Back to my roots. To the spirituality of my ancestors. Ancestors that now include, and were graphed into my maternal and paternal roots by my Own Mama decree a while ago. A treaty was signed. A child given. A mother taken away and a new substitute was given.
I’ve had to learn what being Adopted entails and requires of me. Due to the passionate way I was conceived. I’m a fire cracker. Pop pop pop.
To me Adoption has a way different meaning altogether than anyone said back when I was given away to another. And I can’t say that society has had any solidarity about it being the way. It’s most conflicting as I asked strangers what they felt Adoption was? And told them my truth and changed their mind forever about it. Forever. I’m a closer.
Mama may have opened the can of worms. But we don’t need to leave it open forever and just give away worms for nothing. Worms are a commodity too.
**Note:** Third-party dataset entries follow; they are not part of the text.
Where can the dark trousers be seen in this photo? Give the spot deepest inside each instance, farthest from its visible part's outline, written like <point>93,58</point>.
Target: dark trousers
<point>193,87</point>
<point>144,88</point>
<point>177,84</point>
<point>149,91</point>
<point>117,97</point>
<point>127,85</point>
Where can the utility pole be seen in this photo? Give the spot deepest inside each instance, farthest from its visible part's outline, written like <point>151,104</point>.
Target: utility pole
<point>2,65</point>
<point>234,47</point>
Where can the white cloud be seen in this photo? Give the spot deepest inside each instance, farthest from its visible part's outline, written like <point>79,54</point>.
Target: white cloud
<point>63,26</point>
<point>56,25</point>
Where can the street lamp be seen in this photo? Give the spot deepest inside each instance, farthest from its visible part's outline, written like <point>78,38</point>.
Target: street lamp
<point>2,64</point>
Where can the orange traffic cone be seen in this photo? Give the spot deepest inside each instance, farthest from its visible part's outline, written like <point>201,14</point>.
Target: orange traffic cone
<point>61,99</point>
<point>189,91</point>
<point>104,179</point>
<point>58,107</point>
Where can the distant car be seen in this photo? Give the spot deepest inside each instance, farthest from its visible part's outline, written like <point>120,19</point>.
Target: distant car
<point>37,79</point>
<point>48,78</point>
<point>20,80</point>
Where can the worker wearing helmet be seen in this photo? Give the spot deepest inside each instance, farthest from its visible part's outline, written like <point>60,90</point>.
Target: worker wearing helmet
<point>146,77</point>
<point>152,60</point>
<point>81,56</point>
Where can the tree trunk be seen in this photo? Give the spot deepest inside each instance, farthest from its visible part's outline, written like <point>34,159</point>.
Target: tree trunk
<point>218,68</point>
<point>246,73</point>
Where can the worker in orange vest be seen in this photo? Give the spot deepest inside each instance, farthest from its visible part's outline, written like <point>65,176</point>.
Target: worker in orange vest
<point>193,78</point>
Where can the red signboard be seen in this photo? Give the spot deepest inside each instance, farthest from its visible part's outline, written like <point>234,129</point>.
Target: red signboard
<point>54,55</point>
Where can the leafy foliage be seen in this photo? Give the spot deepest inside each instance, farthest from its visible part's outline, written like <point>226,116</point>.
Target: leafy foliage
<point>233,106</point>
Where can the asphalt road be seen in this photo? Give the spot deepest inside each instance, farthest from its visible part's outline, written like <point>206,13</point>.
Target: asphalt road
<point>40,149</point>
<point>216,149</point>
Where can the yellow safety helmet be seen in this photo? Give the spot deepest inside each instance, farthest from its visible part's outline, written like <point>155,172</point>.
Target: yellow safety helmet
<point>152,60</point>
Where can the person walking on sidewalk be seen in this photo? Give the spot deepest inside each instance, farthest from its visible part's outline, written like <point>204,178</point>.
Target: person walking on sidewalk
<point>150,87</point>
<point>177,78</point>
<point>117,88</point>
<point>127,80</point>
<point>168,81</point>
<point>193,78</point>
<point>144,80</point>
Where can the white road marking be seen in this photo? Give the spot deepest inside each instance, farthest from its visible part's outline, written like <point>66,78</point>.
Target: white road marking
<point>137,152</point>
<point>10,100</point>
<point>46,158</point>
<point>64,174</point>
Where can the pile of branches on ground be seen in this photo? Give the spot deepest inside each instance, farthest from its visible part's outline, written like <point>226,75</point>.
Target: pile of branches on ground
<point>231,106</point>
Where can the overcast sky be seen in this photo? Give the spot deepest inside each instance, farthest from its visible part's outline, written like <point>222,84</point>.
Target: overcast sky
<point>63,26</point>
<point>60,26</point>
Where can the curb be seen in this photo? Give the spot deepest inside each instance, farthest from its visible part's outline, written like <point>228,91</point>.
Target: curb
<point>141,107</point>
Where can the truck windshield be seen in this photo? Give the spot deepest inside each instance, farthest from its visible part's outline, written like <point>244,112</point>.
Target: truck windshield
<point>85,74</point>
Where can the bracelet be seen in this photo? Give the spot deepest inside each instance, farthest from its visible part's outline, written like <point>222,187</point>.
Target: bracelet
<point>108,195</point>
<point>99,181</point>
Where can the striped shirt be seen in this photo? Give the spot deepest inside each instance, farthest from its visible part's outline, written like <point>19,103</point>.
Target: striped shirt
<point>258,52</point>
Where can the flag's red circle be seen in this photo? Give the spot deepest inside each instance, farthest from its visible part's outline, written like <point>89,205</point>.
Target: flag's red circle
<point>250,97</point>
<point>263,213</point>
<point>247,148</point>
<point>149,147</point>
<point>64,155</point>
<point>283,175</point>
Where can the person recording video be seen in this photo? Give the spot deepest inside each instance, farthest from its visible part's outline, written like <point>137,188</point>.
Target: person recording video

Just like I was a commodity back in the day to maintain the peace’s. For poor people not wanting to see what they didn’t do for me. Yeah. I wanted to see what people would DO. I’ve tested many. Blown minds after blown mind as I really saw what happened to me time and time again.
I blow minds when I speak. That’s why they call me crazy as if I make this shit up? Why do people think it’s so powerful? I know it’s the remedy. And if people don’t like it? Well stop. It was done to me? Life poured into me separation aka dishonesty and delusions. And I stayed strong? Remembered who I really was? Like walking through zombies. Mad. You look just like you Mom and Dad? I can see you there? Great! I wasn’t in there when I got here, thanks for letting me know that I’m in there now, when I know, by the way, I did that myself from scratch. Thanks honey.